Certa vez, chegou ao hospital uma criança indígena da etnia kanamari com quadro suspeito de meningite. A despeito do uso de antibióticos, o menino apresentou piora do quadro nos dias que se seguiram à admissão. A mãe, que até então aparentava esmero com o filho, de modo repentino, anunciou que ele estava “estragado”. Frente àquela desconcertante atitude, a equipe de pediatria se esforçou em dissuadi-la de desistir do próprio filho. Foi, então, convencida a acompanhá-lo em vôo de transferência para Manaus, onde realizaria uma tomografia computadorizada de urgência.
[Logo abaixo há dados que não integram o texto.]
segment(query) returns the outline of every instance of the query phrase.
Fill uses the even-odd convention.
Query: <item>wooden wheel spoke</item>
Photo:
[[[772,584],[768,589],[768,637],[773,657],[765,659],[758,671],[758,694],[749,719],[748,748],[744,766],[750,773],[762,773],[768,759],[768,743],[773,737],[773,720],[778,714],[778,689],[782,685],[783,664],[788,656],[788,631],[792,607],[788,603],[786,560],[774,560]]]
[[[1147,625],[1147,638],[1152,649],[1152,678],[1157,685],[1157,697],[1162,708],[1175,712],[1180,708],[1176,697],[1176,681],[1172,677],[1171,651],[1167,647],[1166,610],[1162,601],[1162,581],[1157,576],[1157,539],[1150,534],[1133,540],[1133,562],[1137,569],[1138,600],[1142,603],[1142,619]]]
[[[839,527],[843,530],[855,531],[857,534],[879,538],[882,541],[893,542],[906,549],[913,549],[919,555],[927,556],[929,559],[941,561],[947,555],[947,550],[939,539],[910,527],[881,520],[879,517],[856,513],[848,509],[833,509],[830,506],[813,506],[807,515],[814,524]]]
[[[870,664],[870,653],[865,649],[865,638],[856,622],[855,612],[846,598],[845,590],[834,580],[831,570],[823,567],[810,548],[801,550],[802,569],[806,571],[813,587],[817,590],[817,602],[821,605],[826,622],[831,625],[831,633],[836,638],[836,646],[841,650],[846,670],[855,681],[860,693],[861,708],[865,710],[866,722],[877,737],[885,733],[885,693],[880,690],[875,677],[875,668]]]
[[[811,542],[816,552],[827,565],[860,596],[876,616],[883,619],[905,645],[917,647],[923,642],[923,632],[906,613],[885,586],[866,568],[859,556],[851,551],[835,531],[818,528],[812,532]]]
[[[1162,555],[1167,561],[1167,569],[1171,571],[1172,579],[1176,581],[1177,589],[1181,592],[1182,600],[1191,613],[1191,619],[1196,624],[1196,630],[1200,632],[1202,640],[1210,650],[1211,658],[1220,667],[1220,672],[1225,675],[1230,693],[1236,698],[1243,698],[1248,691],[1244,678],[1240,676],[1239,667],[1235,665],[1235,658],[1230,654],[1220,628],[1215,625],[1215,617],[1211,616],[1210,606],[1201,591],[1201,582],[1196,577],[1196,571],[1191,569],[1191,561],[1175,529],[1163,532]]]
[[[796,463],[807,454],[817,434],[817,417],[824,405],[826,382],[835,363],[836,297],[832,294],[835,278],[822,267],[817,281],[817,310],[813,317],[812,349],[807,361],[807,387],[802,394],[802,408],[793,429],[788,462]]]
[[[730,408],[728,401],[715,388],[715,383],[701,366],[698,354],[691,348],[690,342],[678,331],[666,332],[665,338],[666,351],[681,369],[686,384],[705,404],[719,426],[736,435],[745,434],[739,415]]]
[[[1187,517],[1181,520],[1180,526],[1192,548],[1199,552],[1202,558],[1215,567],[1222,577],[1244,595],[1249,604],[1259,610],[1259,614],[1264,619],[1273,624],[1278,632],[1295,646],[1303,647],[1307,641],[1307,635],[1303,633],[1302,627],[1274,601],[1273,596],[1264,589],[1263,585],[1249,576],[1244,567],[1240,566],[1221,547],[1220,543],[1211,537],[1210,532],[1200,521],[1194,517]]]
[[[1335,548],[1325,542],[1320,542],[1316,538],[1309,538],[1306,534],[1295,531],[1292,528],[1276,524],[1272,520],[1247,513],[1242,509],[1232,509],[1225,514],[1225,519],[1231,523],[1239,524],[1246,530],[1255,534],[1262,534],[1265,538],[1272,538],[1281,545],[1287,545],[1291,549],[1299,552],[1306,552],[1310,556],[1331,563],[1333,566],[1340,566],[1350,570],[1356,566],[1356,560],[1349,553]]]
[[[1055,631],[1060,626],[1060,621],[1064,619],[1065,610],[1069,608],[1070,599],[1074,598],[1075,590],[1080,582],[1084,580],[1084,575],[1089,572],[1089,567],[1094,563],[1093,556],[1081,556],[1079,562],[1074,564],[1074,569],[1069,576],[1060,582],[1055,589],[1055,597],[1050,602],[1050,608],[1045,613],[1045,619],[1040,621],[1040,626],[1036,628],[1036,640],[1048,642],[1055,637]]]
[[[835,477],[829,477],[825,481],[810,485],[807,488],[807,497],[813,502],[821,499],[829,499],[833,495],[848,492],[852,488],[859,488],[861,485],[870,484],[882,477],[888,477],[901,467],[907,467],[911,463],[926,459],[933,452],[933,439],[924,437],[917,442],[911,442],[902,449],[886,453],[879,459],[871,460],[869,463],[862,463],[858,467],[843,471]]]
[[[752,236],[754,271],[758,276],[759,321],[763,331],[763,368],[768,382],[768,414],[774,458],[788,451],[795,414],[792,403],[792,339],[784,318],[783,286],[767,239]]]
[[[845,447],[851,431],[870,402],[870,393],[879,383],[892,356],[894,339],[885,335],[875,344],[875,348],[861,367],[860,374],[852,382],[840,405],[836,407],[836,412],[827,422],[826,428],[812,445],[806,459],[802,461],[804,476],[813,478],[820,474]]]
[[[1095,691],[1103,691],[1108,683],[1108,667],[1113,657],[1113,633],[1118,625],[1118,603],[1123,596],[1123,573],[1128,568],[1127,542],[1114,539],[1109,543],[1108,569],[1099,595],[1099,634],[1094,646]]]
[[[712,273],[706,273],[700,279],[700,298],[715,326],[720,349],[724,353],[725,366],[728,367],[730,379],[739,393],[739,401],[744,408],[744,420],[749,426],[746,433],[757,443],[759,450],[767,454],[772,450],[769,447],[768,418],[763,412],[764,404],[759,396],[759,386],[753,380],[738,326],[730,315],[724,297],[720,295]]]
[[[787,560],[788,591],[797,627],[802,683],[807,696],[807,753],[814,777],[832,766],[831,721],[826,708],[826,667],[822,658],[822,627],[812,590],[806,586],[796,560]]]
Na verdade, aquele não foi o único caso de clara negligência de pais indígenas com seus filhos. Embora fosse uma minoria, não deixavam de ocorrer em freqüência considerável. Alguns atribuíam, de maneira açodada, à cultura dos índios, os quais teriam pouco apreço por suas crianças. Outros diziam que muitos indígenas negligenciavam dolosamente seus filhos visando receber a bolsa que o Estado paga em caso de morte.
O fato é que a quantidade de crianças indígenas gravemente desnutridas salta aos olhos, sobretudo considerando a melhora dos indicadores de saúde dessa natureza na população em geral nas décadas recentes. Classicamente, sabe-se que a desnutrição infantil está relacionada intimamente com a pobreza, associada, quase sempre, a um mau vínculo mãe-criança. Esse mau vínculo é potencializado pela própria carência material, bem como pelo baixo nível educacional e pela desnutrição prévia das próprias mães, gerando um ciclo vicioso. Portanto, nesses casos, creio que a negligência dos pais se deve menos a aspectos culturais e mais ao contexto da pobreza. A exemplo da Europa na Idade Média e – mais próximo – das regiões de seca no nordeste, na miséria a vida passa a valer pouco, a morte é resignável e as relações humanas se brutalizam. Ironicamente, a úmida e chuvosa Amazônia também tem suas vidas secas.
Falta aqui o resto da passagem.